Hari Senin acap kali menjadi hari yang melelahkan bagi sebagian orang, baik itu mereka yang masih bersekolah, maupun yang bekerja. Waktu dari akhir pekan ke hari Senin terasa cepat sedangkan hari Senin menuju hari Sabtu terasa lambat. Itu yang menjadi alasan utama mengapa hari Senin tidak begitu disukai. Mungkin aku termasuk bagian dari "sebagian orang" itu. Sehari sebelumnya, aku baru saja pulang perjalanan dinas dari luar kota. Badan rasanya belum pulih benar ketika aku diberi tugas untuk melakukan koordinasi ke Sekolah Menengah Pertama tempat kantorku akan menyelenggarakan kegiatan Tax Goes to School (TGTS) Selasa esok. Meski begitu, tugas negara harus tetap dijalani, bukan?

Tahun ini, aku baru saja ditugaskan di Kantor Pelayanan, Penyuluhan dan Konsultasi Perpajakan (KP2KP) Bintuhan --setelah dua tahun sebelumnya bertugas di Kantor Pelayanan Pajak (KPP) Pratama Bengkulu Dua. KP2KP Bintuhan berlokasi di Kabupaten Kaur yang berjarak lima jam perjalanan dari ibu kota provinsi Bengkulu. Direktorat Jenderal Pajak menjadi salah satu instansi yang menunjukkan komitmennya untuk melayani publik secara maksimal dengan menjangkau daerah-daerah yang jauh dari pusat kota. Melalui kantor vertikal bernama KP2KP, aku ditemani tiga orang rekan kerja dan satu orang atasan --Kepala KP2KP-- bersinergi dalam memberi berbagai layanan kepada wajib pajak yang ada di Kabupaten Kaur, mulai dari permohonan cetak kartu Nomor Pokok Wajib Pajak (NPWP), aktivasi EFIN, hingga pelaporan Surat Pemberitahuan (SPT) tahunan yang menjadi isu utama tiap kuarter pertama di awal tahun. Tentu saja, keberadaan KP2KP adalah suatu kemudahan bagi wajib pajak untuk mengurus keperluan perpajakannya tanpa harus menempuh perjalanan jauh ke ibu kota provinsi. Selain layanan harian, kami juga beberapa kali melaksanakan agenda sosialisasi. Kegiatan TGTS yang kuceritakan di awal adalah contoh agenda rutin kami, dengan audiens utama yaitu para calon wajib pajak yang masih berusia remaja dan menempuh pendidikan di sekolah dasar sampai menengah.
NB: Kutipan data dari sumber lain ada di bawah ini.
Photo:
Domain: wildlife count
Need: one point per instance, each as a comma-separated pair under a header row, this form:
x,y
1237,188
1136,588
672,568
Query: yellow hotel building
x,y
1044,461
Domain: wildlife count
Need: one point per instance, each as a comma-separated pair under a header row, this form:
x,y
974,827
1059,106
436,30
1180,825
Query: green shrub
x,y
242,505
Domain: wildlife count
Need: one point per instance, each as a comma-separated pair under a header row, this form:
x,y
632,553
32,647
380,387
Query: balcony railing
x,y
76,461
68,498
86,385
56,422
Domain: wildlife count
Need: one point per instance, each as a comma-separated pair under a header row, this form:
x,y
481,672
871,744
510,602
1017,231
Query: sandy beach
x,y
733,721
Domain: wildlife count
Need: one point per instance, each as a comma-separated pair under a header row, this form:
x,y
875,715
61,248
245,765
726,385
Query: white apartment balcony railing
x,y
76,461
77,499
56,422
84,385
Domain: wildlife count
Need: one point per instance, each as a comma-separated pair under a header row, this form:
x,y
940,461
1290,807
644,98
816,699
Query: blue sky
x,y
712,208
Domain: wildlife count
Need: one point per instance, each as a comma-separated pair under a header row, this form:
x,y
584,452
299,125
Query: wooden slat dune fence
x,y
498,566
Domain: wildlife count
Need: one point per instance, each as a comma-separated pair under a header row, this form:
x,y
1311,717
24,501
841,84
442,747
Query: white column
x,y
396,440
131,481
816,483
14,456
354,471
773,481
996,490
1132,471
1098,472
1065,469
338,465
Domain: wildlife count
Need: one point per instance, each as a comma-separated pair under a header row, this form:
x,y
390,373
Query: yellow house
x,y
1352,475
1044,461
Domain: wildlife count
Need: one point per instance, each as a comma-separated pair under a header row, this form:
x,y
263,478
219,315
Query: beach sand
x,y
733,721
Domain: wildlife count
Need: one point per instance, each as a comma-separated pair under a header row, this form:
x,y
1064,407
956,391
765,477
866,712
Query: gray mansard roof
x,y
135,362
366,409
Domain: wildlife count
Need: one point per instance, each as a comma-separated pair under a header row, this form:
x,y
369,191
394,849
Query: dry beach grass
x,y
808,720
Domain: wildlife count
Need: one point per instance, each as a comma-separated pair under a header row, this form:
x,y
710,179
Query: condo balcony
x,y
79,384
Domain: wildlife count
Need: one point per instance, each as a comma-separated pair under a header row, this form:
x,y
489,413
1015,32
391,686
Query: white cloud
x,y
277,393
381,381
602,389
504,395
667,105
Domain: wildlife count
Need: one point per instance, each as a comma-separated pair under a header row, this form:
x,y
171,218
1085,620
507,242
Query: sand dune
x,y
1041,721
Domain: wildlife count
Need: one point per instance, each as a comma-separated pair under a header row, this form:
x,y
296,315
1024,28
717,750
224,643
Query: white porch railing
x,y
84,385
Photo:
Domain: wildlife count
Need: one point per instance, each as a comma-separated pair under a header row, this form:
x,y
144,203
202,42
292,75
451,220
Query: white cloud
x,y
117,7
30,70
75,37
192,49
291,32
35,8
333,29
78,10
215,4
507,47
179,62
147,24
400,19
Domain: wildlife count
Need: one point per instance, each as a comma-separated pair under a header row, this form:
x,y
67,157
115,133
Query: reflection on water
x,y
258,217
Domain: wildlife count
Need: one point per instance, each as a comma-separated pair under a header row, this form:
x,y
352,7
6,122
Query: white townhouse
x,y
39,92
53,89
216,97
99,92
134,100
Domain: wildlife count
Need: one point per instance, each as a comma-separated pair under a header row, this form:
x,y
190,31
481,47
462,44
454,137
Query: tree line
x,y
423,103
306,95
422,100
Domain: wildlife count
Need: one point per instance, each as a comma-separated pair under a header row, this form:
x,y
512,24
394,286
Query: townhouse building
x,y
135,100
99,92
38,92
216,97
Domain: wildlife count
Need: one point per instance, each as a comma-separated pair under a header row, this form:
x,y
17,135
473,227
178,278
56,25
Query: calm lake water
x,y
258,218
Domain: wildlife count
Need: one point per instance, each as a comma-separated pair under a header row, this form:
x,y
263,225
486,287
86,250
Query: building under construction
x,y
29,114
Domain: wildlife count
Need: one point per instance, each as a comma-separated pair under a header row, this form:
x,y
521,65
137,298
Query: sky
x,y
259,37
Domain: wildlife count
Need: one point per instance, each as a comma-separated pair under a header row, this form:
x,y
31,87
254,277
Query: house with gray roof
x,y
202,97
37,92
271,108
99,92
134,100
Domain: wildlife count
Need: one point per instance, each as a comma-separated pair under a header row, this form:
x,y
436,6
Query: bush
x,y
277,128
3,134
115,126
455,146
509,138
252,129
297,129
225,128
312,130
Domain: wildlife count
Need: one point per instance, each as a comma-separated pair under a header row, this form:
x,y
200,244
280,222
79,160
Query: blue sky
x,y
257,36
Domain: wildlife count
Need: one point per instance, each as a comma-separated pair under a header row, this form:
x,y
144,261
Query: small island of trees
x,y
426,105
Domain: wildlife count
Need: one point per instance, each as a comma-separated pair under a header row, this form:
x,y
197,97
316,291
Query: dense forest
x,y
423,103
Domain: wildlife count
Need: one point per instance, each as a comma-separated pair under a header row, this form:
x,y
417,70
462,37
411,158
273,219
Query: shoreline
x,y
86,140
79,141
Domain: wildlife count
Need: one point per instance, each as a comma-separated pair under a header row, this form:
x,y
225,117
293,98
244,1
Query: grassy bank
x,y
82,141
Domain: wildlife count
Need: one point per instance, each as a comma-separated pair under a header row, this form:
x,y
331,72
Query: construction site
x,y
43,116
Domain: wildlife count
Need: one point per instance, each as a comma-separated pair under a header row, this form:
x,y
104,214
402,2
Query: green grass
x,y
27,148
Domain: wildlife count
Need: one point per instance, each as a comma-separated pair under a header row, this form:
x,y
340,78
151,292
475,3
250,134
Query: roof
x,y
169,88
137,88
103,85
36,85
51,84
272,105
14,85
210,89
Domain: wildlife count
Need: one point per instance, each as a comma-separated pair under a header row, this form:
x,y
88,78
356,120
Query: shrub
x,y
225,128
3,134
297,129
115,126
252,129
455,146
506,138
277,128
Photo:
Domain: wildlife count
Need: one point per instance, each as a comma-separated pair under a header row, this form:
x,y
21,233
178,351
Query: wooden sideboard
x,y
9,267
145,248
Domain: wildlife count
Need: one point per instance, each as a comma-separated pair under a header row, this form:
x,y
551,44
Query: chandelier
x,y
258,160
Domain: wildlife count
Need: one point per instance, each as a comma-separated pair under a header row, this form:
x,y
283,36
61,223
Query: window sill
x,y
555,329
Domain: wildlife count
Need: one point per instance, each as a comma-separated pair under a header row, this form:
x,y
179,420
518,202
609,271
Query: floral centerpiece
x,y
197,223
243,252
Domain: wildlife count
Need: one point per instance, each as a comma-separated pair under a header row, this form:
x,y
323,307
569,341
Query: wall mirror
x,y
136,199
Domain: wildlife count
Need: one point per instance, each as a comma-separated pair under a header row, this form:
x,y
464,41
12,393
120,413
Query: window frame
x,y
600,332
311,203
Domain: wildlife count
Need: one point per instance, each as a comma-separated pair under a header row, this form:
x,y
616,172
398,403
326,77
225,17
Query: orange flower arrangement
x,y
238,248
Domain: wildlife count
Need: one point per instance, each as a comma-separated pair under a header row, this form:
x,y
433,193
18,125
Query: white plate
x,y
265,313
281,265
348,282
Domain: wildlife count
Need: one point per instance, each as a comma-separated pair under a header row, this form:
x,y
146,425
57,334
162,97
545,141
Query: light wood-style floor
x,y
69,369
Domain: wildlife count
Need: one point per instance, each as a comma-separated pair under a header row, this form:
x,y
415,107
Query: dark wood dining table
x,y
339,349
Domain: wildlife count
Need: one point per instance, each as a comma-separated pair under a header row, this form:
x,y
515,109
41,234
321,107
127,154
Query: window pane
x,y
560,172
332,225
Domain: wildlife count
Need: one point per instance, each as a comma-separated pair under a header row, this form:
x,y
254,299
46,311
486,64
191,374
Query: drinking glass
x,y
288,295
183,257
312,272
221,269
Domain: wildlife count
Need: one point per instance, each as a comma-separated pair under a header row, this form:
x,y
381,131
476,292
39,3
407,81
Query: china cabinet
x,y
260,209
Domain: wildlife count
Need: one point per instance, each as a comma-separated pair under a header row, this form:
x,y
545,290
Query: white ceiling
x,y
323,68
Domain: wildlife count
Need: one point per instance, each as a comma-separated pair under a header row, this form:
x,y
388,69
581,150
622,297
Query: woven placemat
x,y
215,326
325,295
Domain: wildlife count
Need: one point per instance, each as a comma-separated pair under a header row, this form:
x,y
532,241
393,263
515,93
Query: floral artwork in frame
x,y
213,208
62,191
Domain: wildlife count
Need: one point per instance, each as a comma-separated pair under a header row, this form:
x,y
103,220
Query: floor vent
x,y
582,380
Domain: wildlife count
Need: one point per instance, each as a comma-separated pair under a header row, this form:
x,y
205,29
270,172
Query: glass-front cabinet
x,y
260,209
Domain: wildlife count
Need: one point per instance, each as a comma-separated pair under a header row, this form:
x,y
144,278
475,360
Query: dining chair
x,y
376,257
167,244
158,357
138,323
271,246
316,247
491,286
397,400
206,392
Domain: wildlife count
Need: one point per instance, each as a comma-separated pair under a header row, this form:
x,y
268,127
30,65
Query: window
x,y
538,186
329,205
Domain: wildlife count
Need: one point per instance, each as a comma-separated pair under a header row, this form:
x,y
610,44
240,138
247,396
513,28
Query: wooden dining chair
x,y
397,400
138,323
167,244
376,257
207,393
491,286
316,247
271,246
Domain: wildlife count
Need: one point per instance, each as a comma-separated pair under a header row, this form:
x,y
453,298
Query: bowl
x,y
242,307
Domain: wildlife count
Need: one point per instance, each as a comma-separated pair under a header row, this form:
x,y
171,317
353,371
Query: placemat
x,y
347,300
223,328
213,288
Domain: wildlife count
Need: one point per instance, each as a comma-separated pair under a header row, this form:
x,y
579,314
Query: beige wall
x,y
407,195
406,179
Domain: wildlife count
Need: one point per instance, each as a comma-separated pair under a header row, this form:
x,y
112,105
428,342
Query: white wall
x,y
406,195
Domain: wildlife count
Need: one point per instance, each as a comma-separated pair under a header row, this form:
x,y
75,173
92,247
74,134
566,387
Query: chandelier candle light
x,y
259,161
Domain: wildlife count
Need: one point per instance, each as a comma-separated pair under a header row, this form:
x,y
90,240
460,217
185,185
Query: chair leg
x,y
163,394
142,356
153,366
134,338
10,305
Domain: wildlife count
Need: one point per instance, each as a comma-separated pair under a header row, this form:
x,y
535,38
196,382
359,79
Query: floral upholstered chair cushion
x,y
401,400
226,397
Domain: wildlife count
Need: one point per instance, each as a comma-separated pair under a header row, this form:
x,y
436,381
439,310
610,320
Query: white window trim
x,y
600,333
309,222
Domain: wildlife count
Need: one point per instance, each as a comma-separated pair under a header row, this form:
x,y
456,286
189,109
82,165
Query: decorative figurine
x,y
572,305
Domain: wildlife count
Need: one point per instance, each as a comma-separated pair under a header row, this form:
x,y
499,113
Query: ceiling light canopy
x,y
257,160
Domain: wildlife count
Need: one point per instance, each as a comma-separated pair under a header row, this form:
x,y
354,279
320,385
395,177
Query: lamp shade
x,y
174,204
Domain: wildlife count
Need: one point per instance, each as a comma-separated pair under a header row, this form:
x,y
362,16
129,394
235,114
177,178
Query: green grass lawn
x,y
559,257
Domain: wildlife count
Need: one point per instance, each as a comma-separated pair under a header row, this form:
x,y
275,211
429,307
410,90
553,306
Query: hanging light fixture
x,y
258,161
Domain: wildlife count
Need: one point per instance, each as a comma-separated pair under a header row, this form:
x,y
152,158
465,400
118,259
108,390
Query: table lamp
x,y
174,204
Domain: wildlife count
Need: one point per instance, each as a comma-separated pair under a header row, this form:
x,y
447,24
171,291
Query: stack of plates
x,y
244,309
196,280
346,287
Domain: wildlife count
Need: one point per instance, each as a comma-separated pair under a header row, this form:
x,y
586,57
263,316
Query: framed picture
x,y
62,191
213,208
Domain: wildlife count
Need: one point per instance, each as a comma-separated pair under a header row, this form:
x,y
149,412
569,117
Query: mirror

“Sekolahnya kira-kira jauh nggak ya, Wi?” tanyaku pada Dwi, rekanku yang menyetir hari ini setelah aku masuk ke dalam mobil.

“Lumayan, sih. Nanti kita menanjak juga, ke atas bukit,” sahutnya.

Wah, satu pengalaman baru lagi bagiku.

Sesuai rencana, KP2KP Bintuhan memilih SMP Negeri 36 PK-LK Kabupaten Kaur. Dwi sempat bercerita bahwa ini menjadi kali pertama KP2KP Bintuhan mengadakan TGTS di sana. Aku mengangguk-angguk, memang sudah seharusnya edukasi tentang pajak diselenggarakan secara menyeluruh. Wajar apabila tempat TGTS kami sering berganti dari satu sekolah ke sekolah lainnya. Informasi lain yang kudapat dari Dwi adalah SMP Negeri 36 PK-LK ini merupakan sekolah berasrama. Namun, ada satu hal yang membuatku penasaran, yaitu apa kepanjangan dari PK-LK itu sendiri.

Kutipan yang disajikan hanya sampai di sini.